Generation and basic characterization of a gene‐trap knockout mouse model of Scn2a with a substantial reduction of voltage‐gated sodium channel Na v 1.2 expression

Large‐scale genetic studies revealed SCN2A as one of the most frequently mutated genes in patients with neurodevelopmental disorders. SCN2A encodes for the voltage‐gated sodium channel isoform 1.2 (Na v 1.2) expressed in the neurons of the central nervous system. Homozygous knockout (null) of Scn2a in mice is perinatal lethal, whereas heterozygous knockout of Scn2a ( Scn2a +/− ) results in mild behavior abnormalities.
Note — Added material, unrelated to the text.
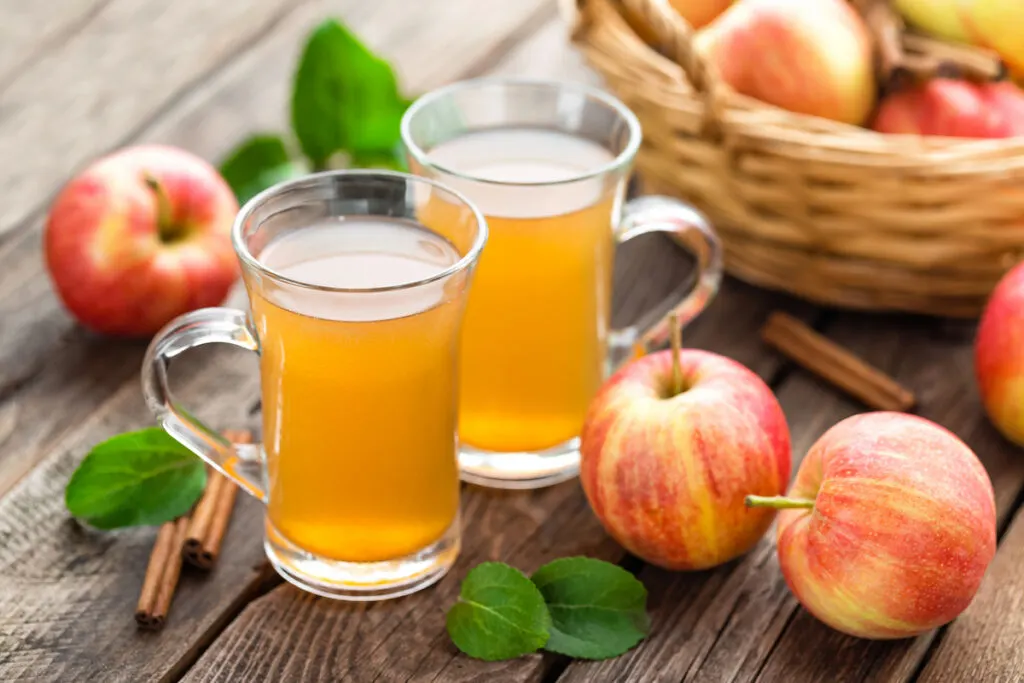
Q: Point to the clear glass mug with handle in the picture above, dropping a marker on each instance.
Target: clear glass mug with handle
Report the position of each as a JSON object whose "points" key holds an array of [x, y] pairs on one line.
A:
{"points": [[355, 307], [547, 163]]}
The Na v 1.2 expression level in Scn2a +/− mice is reported to be around 50–60% of the wild‐type (WT) level, which indicates that a close to 50% reduction of Na v 1.2 expression may not be sufficient to lead to major behavioral phenotypes in mice. To overcome this barrier, we characterized a novel mouse model of severe Scn2a deficiency using a targeted gene‐trap knockout (gtKO) strategy. This approach produces viable homozygous mice ( Scn2a gtKO/gtKO ) that can survive to adulthood, with about a quarter of Na v 1.2 expression compared to WT mice. Innate behaviors like nesting and mating were profoundly disrupted in Scn2a gtKO/gtKO mice. Notably, Scn2a gtKO/gtKO mice have a significantly decreased center duration compared to WT in the open field test, suggesting anxiety‐like behaviors in a novel, open space. These mice also have decreased thermal and cold tolerance. Additionally, Scn2a gtKO/gtKO mice have increased fix‐pattern exploration in the novel object exploration test and a slight increase in grooming, indicating a detectable level of repetitive behaviors. They bury little to no marbles and have decreased interaction with novel objects. These Scn2a gene‐trap knockout mice thus provide a unique model to study pathophysiology associated with severe Scn2a deficiency.